2.1002288.comstockI am blessed with two sons. One lives in Vancouver, the other in New York City, and so around Christmas travel plans have to be made. I visited Vancouver this month to feel better about NYC for Christmas. Of course, the eco-warriors will argue that we should all just stay put and save the carbon footprint of transporting ourselves across the country. The poverty activists would rather we stayed at home and donated these travel costs to the poor. I know that holidays help us all. They are mental-health breaks from regular workdays and a major stimulus package for our weak economy. Vancouver has finished building its Olympic venues and a rail link from the airport to downtown, and is abuzz with anticipation.
There is a pride of place in Vancouver of friendliness, openness and growth. While mowing the lawn you could see 1.5 metres of snow on the Seymour Mountain ski trails. What a setting! The building and climbing real estate prices underscore their optimism. On the way across Canada I thought about the In-Site Safe Injection experiment from Vancouver being planned for some commercial strip in Toronto. I wanted to see the Vancouver storefront lab for real, not just on Google Maps. Being a keen supporter of neighbourhood business, I wonder why such a specialized medical facility was put into a commercial strip and what that does to the surrounding neighbourhood. I voiced my opposition to the 30 year olds with whom I was visiting and was lectured, repeatedly, on the positive studies around heroin addicts being controlled and getting treatment because of the In Site. I won only a little argument on the question of the drugs still coming from organized crime. But they countered that the government wasn’t sufficiently left to develop a heroin supply and avoid supporting the Afghan poppy crops. In the end, “if all intoxicants where easily available at a cost of 10¢, the population could focus on living clean and have treatment programs without criminals, courts and police.” I gave up debating the need for such a place.

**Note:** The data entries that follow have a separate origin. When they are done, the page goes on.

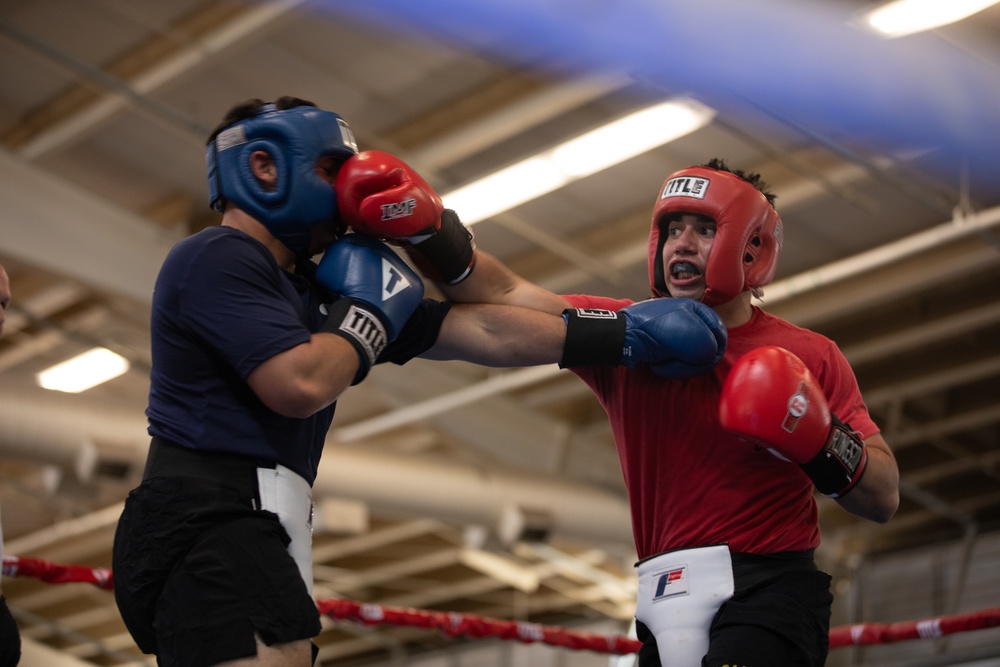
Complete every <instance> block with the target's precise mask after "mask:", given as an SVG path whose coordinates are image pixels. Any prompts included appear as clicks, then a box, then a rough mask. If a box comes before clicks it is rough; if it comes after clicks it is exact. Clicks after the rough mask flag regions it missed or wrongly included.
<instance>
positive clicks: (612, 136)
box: [442, 98, 715, 225]
mask: <svg viewBox="0 0 1000 667" xmlns="http://www.w3.org/2000/svg"><path fill="white" fill-rule="evenodd" d="M714 117H715V110H714V109H711V108H709V107H707V106H705V105H703V104H701V103H699V102H696V101H695V100H691V99H687V98H684V99H677V100H671V101H668V102H663V103H661V104H656V105H654V106H651V107H647V108H645V109H642V110H640V111H636V112H635V113H632V114H630V115H628V116H625V117H624V118H621V119H619V120H616V121H614V122H611V123H609V124H607V125H603V126H601V127H599V128H597V129H596V130H592V131H591V132H587V133H586V134H582V135H580V136H578V137H576V138H574V139H570V140H569V141H567V142H565V143H563V144H560V145H559V146H556V147H555V148H551V149H549V150H546V151H543V152H541V153H538V154H537V155H533V156H531V157H529V158H527V159H525V160H522V161H521V162H518V163H516V164H513V165H511V166H509V167H506V168H504V169H501V170H500V171H497V172H495V173H493V174H490V175H489V176H486V177H484V178H481V179H479V180H478V181H473V182H472V183H469V184H468V185H464V186H462V187H460V188H458V189H456V190H453V191H451V192H449V193H446V194H444V195H443V196H442V199H443V200H444V203H445V206H447V207H448V208H451V209H454V210H455V211H457V212H458V215H459V216H460V217H461V218H462V222H464V223H465V224H467V225H472V224H475V223H477V222H481V221H482V220H485V219H487V218H490V217H492V216H494V215H497V214H499V213H502V212H504V211H507V210H510V209H512V208H514V207H516V206H519V205H521V204H523V203H525V202H528V201H531V200H532V199H537V198H538V197H541V196H542V195H545V194H548V193H549V192H553V191H554V190H558V189H559V188H561V187H563V186H565V185H567V184H569V183H572V182H573V181H576V180H579V179H581V178H584V177H586V176H590V175H591V174H595V173H597V172H599V171H602V170H604V169H607V168H609V167H611V166H613V165H616V164H618V163H620V162H624V161H625V160H628V159H630V158H633V157H635V156H637V155H641V154H642V153H645V152H646V151H649V150H652V149H653V148H656V147H657V146H662V145H663V144H666V143H669V142H671V141H673V140H674V139H677V138H679V137H682V136H684V135H685V134H689V133H691V132H694V131H695V130H697V129H699V128H702V127H704V126H706V125H708V124H709V123H710V122H712V119H713V118H714Z"/></svg>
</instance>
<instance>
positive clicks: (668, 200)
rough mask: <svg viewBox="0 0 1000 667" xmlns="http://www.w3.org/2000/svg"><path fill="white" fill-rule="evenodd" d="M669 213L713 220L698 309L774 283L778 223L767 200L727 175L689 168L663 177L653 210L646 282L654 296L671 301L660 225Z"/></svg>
mask: <svg viewBox="0 0 1000 667" xmlns="http://www.w3.org/2000/svg"><path fill="white" fill-rule="evenodd" d="M671 213H694V214H697V215H704V216H706V217H709V218H712V219H713V220H715V224H716V232H715V241H714V242H713V243H712V251H711V252H710V253H709V255H708V265H707V266H706V267H705V285H706V289H705V294H704V296H702V298H701V301H702V303H704V304H706V305H708V306H717V305H719V304H722V303H725V302H727V301H730V300H732V299H734V298H735V297H736V296H737V295H738V294H740V293H741V292H743V291H745V290H747V289H751V288H754V287H761V286H762V285H766V284H768V283H769V282H771V281H772V280H773V279H774V272H775V271H776V270H777V268H778V253H779V252H780V251H781V240H782V239H781V234H782V230H781V218H779V217H778V213H777V211H775V210H774V207H773V206H772V205H771V203H770V202H769V201H768V200H767V197H765V196H764V194H763V193H762V192H761V191H760V190H758V189H757V188H756V187H754V186H753V185H752V184H750V183H748V182H747V181H745V180H743V179H742V178H740V177H739V176H737V175H736V174H733V173H731V172H728V171H719V170H716V169H709V168H708V167H688V168H687V169H681V170H680V171H678V172H675V173H673V174H671V175H670V176H668V177H667V180H666V182H665V183H664V184H663V189H662V190H661V191H660V198H659V199H658V200H657V202H656V206H654V207H653V223H652V229H651V230H650V233H649V282H650V287H651V288H652V290H653V294H654V295H655V296H670V293H669V292H668V291H667V283H666V277H665V276H664V275H663V260H662V257H661V255H662V254H663V243H664V241H665V240H666V239H665V238H663V237H661V235H660V227H661V223H662V222H663V221H664V219H665V217H666V216H668V215H670V214H671Z"/></svg>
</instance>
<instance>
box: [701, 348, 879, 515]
mask: <svg viewBox="0 0 1000 667" xmlns="http://www.w3.org/2000/svg"><path fill="white" fill-rule="evenodd" d="M719 420H720V421H721V422H722V427H723V428H724V429H726V430H727V431H731V432H733V433H736V434H738V435H742V436H745V437H748V438H751V439H753V440H756V441H758V442H759V443H760V444H761V445H762V446H764V447H766V448H767V449H768V450H769V451H770V452H771V453H772V454H774V455H775V456H777V457H779V458H782V459H785V460H788V461H792V462H794V463H798V464H799V465H800V466H801V467H802V469H803V470H804V471H805V473H806V474H807V475H809V478H810V479H811V480H812V481H813V483H814V484H815V485H816V488H817V489H818V490H819V492H820V493H822V494H824V495H826V496H830V497H832V498H839V497H840V496H843V495H844V494H845V493H847V492H848V491H850V490H851V489H852V488H854V485H855V484H857V483H858V480H860V479H861V475H862V474H863V473H864V471H865V466H866V465H867V464H868V452H867V451H866V450H865V446H864V443H863V442H862V441H861V440H860V439H859V438H858V437H857V436H856V435H854V432H853V431H852V430H851V428H850V426H848V425H846V424H844V423H842V422H841V421H840V420H839V419H837V417H836V416H834V415H832V414H830V407H829V405H828V404H827V402H826V397H825V396H824V395H823V390H822V388H821V387H820V386H819V383H818V382H816V379H815V378H814V377H813V376H812V373H810V372H809V369H808V368H806V365H805V364H804V363H802V360H801V359H799V358H798V357H797V356H795V355H794V354H792V353H791V352H789V351H788V350H786V349H784V348H780V347H760V348H757V349H755V350H752V351H750V352H748V353H746V354H744V355H743V356H742V357H740V358H739V360H738V361H737V362H736V364H735V365H734V366H733V368H732V370H731V371H730V372H729V376H728V377H727V378H726V382H725V384H723V386H722V398H721V399H720V401H719Z"/></svg>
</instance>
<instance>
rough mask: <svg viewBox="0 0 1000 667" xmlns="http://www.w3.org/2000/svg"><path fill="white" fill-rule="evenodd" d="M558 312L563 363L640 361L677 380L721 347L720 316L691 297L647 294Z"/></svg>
mask: <svg viewBox="0 0 1000 667" xmlns="http://www.w3.org/2000/svg"><path fill="white" fill-rule="evenodd" d="M563 317H564V318H565V319H566V325H567V329H566V343H565V345H564V347H563V358H562V360H561V361H560V362H559V364H560V366H562V367H564V368H572V367H574V366H593V365H602V364H606V365H615V366H617V365H622V366H625V367H627V368H636V367H637V366H640V365H644V364H645V365H649V366H650V367H651V368H652V370H653V372H654V373H656V374H657V375H659V376H660V377H664V378H673V379H678V378H686V377H691V376H694V375H698V374H700V373H705V372H707V371H710V370H711V369H712V368H714V367H715V365H716V364H717V363H719V361H720V360H721V359H722V355H723V354H725V351H726V341H727V339H728V337H727V333H726V326H725V325H724V324H723V323H722V319H721V318H720V317H719V315H718V314H717V313H716V312H715V311H714V310H712V309H711V308H709V307H708V306H706V305H705V304H703V303H701V302H699V301H694V300H692V299H675V298H659V299H650V300H648V301H641V302H639V303H634V304H632V305H630V306H627V307H625V308H623V309H621V310H619V311H617V312H616V311H611V310H603V309H597V308H575V309H569V310H566V311H564V312H563Z"/></svg>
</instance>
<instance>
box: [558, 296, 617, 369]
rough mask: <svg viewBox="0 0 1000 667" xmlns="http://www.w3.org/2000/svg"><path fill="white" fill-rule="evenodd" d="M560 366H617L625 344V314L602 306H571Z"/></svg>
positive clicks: (569, 311) (566, 318) (566, 316)
mask: <svg viewBox="0 0 1000 667" xmlns="http://www.w3.org/2000/svg"><path fill="white" fill-rule="evenodd" d="M563 319H564V320H566V342H565V344H564V345H563V356H562V359H560V360H559V366H560V368H574V367H576V366H617V365H619V364H620V363H621V361H622V350H623V349H624V347H625V318H624V317H622V316H621V315H620V314H618V313H616V312H615V311H613V310H604V309H603V308H569V309H567V310H564V311H563Z"/></svg>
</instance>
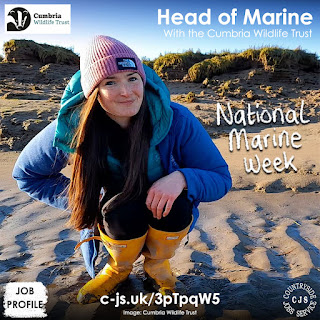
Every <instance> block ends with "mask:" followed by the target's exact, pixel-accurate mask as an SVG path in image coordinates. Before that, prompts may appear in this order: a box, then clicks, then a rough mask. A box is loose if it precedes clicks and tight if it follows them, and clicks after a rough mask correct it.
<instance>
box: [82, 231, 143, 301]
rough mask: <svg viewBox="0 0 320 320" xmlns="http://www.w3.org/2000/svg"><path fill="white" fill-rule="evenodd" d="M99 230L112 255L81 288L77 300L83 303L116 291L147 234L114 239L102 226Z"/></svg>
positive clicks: (142, 246) (129, 269) (109, 257)
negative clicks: (93, 277) (120, 239)
mask: <svg viewBox="0 0 320 320" xmlns="http://www.w3.org/2000/svg"><path fill="white" fill-rule="evenodd" d="M98 227H99V226H98ZM99 231H100V239H101V241H102V242H103V244H104V245H105V247H106V248H107V250H108V252H109V254H110V257H109V261H108V263H107V264H106V265H105V267H104V268H103V269H102V270H101V271H100V272H99V274H98V275H97V276H96V277H95V278H94V279H92V280H90V281H89V282H87V283H86V284H85V285H84V286H83V287H82V288H81V289H80V291H79V293H78V296H77V300H78V302H79V303H82V304H86V303H92V302H96V301H98V300H99V299H100V298H101V296H103V295H109V294H112V293H113V292H115V291H116V289H117V287H118V285H119V284H120V283H121V282H123V281H125V280H126V279H127V278H128V276H129V274H130V272H131V270H132V265H133V263H134V262H135V261H136V259H137V258H138V257H139V255H140V253H141V250H142V248H143V246H144V243H145V240H146V236H147V233H146V234H145V235H144V236H142V237H140V238H135V239H130V240H114V239H111V238H109V237H108V236H107V235H106V234H105V233H103V232H102V231H101V229H100V227H99Z"/></svg>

It still is very troubling that the service will not be at a hospital, but placed in a storefront and brand forever those blocks as our addicts’ Skid Row. With the Olympics coming and all that West Coast positivism, the homeless advocates provide counterpoint, the buzz kill. Homeless advocates killed Toronto’s Olympic dream years back with the media perfect chant, “Bread not Circuses.” In Vancouver they are twisting the new Assistance to Shelter Act, into the “Olympic Kidnapping Act.” We still watch as people freeze to death each winter in Toronto because they refuse to go to a shelter. Van’s new law allows police the power to take those with nowhere else to go, out of the cold. There is a large bit of the anarchist in today’s homeless and poverty advocates. Skid row preservation, graffiti, postering and sleeping on the sidewalks become examples of living idealistically free.

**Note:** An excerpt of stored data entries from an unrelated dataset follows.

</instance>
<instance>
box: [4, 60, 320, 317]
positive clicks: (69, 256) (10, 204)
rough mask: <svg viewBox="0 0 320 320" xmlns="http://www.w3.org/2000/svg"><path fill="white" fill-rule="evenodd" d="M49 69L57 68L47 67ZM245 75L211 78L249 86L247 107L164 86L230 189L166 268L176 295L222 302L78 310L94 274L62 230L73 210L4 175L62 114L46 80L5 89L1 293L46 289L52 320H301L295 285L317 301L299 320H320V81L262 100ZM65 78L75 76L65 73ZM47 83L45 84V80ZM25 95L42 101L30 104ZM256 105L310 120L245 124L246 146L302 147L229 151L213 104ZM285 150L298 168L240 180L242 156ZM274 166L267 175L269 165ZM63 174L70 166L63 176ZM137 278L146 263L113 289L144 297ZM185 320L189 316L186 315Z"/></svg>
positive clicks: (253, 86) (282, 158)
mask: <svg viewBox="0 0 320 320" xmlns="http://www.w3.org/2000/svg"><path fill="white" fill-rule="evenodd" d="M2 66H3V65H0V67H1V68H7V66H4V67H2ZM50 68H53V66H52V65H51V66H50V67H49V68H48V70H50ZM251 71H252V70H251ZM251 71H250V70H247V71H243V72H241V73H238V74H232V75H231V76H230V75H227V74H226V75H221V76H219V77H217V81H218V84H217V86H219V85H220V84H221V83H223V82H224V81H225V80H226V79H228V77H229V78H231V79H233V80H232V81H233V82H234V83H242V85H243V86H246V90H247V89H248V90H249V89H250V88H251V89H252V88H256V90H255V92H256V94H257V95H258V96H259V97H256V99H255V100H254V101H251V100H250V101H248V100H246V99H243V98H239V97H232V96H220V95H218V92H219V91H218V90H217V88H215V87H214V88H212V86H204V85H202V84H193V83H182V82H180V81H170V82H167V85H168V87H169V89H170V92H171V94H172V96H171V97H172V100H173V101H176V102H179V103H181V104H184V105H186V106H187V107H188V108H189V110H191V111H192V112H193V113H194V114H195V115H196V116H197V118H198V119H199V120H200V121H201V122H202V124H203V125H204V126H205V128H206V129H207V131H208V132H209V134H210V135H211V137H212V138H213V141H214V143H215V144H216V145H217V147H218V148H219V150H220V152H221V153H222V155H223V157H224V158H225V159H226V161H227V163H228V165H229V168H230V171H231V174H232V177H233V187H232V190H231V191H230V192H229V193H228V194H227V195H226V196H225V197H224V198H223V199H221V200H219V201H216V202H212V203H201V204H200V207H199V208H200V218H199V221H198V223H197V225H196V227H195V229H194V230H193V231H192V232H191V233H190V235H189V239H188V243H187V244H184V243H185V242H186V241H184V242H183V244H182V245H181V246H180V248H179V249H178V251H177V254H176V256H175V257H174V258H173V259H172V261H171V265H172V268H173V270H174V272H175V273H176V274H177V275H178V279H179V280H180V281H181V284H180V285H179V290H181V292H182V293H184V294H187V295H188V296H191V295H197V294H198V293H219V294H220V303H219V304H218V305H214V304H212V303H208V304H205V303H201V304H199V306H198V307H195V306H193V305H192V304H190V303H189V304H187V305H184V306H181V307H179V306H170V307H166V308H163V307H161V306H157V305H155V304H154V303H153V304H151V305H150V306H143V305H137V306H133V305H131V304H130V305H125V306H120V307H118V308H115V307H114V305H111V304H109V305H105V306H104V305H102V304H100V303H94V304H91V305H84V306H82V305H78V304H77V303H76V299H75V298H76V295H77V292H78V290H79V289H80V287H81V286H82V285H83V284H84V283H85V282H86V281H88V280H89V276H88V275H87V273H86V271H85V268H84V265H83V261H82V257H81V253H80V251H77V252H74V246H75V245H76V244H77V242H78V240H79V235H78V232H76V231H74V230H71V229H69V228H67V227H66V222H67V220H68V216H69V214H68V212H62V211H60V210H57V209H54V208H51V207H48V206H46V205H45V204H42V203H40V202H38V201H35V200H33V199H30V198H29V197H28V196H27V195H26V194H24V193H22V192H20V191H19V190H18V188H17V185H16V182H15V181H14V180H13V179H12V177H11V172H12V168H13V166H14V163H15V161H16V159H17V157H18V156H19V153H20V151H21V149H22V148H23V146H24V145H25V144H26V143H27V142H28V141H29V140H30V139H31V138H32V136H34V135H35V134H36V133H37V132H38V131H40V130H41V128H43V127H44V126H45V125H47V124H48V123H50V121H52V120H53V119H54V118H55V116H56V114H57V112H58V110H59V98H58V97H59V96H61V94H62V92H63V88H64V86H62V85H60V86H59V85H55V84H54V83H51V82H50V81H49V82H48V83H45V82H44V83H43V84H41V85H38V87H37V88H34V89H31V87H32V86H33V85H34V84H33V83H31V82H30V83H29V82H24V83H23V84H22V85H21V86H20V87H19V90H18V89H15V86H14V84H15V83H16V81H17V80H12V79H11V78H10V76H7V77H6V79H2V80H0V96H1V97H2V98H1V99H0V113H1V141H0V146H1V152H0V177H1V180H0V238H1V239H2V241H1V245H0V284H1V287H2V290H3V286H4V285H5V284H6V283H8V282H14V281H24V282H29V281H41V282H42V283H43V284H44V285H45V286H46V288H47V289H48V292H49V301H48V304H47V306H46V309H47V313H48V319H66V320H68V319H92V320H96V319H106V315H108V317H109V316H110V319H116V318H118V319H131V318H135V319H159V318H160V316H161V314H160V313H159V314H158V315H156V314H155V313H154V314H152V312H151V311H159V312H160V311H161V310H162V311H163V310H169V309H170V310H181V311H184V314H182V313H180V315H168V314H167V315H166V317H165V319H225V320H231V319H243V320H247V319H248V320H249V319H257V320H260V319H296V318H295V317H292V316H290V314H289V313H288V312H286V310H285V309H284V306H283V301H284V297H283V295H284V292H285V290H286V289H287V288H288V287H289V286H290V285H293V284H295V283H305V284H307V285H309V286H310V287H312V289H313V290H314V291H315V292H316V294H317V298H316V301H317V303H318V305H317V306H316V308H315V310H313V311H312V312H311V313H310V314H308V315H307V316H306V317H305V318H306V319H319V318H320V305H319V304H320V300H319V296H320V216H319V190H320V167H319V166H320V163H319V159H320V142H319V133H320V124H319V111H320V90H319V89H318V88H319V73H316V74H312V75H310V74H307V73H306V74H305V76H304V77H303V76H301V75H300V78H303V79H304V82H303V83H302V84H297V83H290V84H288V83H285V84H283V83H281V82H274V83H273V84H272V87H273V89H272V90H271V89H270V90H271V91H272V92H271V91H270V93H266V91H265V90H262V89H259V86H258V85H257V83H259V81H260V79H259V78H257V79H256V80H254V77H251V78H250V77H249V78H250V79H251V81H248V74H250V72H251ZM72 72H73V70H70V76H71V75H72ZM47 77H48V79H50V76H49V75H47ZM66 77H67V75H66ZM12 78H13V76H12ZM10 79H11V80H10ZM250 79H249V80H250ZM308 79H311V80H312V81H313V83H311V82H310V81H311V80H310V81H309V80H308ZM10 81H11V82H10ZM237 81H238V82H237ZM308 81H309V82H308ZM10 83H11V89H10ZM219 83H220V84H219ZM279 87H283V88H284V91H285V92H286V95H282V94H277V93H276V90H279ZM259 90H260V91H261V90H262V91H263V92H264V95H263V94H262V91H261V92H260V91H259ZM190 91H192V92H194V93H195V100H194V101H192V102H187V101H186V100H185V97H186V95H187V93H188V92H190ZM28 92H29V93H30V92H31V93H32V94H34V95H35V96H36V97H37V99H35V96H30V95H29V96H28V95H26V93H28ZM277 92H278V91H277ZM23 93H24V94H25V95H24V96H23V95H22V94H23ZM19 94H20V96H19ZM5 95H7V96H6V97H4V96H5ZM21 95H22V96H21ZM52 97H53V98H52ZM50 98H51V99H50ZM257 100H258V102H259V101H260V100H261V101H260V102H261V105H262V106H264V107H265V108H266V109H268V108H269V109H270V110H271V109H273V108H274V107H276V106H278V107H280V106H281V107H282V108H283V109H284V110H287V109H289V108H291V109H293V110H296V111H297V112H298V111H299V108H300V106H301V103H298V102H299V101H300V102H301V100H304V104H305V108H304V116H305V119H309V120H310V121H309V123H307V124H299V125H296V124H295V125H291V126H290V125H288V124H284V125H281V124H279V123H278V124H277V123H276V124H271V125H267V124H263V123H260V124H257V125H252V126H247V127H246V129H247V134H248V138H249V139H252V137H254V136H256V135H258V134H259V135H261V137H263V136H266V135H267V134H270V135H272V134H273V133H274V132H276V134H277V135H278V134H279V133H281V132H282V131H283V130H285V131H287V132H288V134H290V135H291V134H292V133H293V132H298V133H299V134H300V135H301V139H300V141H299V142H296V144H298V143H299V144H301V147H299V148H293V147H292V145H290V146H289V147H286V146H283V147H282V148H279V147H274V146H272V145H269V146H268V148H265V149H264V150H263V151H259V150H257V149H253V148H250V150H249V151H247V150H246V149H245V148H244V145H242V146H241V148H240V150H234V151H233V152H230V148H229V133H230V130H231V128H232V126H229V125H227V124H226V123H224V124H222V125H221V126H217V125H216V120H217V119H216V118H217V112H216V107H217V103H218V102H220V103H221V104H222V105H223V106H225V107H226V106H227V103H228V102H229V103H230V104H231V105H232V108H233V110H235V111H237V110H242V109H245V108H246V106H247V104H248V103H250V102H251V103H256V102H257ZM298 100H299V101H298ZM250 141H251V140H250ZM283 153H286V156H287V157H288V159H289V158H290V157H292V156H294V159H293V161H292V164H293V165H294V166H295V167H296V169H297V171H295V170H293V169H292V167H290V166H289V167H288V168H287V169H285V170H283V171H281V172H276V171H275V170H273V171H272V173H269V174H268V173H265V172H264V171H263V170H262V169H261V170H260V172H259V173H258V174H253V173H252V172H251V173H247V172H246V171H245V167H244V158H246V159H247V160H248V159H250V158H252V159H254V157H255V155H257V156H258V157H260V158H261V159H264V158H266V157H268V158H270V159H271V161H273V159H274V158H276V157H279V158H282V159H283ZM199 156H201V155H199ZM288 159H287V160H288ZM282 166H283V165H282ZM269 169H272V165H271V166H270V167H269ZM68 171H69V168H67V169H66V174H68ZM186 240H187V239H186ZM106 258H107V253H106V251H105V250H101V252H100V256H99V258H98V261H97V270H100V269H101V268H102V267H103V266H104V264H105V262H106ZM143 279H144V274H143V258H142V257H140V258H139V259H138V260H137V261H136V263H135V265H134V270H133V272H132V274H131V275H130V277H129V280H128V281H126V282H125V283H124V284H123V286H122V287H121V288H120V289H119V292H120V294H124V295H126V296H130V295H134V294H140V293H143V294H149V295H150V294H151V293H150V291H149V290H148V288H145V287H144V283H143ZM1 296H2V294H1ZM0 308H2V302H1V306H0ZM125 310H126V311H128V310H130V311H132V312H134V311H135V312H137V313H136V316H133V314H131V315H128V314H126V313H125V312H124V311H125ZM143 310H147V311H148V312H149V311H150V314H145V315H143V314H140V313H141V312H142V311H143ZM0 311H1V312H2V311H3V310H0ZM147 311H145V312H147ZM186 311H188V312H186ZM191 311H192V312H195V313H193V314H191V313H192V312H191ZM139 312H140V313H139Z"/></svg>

Advocating these gritty practises hampers finding real solutions for the ravages of drug addiction, mental health problems, shelters and housing. Returning to Toronto I still feel the buoyant optimism of Vancouver. The Pan Am games give us meagre hope for development. The coming mayoral election will give us some real civic energy. Toronto needs to have change on many fronts and the election rhetoric is just the place to find new directions. Listen for candidates who support Toronto election reforms. Three needed changes include: stopping corporate and union financial donations to candidates, increase voters lists to everyone in Toronto and—most important— term limits at city hall. Secondly, why not acknowledge that the regular political parties exist in our city politics. If candidates are aligned with certain political policies, that association should be shared. Thirdly, why not put some city programs on the ballot? Can we vote on improving shelters, tolls for the expressway, the Island airport, TTC operations and those ugly plastic garbage bins? Power to the people! Merry Christmas!